To complicate matters, without the support of one’s community, it is difficult to repent for this kind of sin.  For most of us, only the community’s collective recognition of its collective sin and the community’s commitment to maintaining that recognition gives the individual the courage, the discernment, the strength to preserve awareness of one’s responsibility for the structural sin in question.

Repentance is not simply the recognition of my complicity; it is also the recognition of the full consequences of my complicity.  Repentance often requires education and leads to the need for further education.  I must face and keep before me what the structural violence that benefits me does to others.

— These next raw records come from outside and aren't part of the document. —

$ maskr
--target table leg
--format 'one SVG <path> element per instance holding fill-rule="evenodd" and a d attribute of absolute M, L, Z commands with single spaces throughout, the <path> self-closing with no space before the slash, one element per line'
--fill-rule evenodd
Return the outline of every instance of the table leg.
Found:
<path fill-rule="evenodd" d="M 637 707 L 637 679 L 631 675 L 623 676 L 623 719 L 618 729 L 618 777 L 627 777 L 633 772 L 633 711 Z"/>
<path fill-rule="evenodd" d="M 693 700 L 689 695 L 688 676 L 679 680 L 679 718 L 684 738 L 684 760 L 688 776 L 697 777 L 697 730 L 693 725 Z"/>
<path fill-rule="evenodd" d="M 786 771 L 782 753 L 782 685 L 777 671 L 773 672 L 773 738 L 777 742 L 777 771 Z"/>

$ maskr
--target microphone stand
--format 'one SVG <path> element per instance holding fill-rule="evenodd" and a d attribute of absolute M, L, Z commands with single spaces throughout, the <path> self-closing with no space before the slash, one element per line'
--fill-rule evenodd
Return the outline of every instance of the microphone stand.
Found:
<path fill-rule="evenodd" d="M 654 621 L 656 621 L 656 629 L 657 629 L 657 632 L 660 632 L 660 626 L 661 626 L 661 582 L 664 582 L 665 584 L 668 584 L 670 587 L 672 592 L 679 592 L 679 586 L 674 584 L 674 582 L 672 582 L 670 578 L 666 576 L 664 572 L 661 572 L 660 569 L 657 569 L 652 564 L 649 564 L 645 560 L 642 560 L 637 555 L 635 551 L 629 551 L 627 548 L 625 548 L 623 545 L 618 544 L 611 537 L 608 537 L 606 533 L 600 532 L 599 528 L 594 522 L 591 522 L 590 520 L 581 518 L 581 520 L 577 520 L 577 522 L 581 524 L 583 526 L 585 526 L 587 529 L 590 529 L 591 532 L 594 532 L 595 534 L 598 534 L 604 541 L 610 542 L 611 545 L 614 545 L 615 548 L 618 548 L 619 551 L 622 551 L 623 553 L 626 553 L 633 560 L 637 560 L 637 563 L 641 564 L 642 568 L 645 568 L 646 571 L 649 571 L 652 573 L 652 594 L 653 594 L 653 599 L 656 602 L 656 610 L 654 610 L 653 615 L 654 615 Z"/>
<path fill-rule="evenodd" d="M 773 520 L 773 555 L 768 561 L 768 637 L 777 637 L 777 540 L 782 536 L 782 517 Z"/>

The power of repentance over structural sin must not be belittled.  Such repentance is not just a personal, inward act but a statement to the community.  It is, in fact, close to street theater, dramatizing the collective responsibility and calling others to repentance.  Repentance is the first step in overcoming structural sin.

My repentance does not change Wal-Mart’s hiring and wage practices in itself, but it clears the way for God to speak through me in challenging those practices.  It makes a place for something new and makes a call for wider repentance.  I cannot simultaneously be an inner-city doctor, an environmental activist, a union organizer, a leader in protests against the worst aspects of free trade, a political candidate.  There are too many tentacles to the deep structural sin in which I am involved for me to work actively against all of them.  But I can kneel in repentance before God, ask forgiveness for my part, and open my heart to God’s call to respond.

It is—perhaps—not too late for our society to don sackcloth and ashes.  Repentance is our first step in making way for the Reign of God.

[1] See, for instance, Engaging the Powers.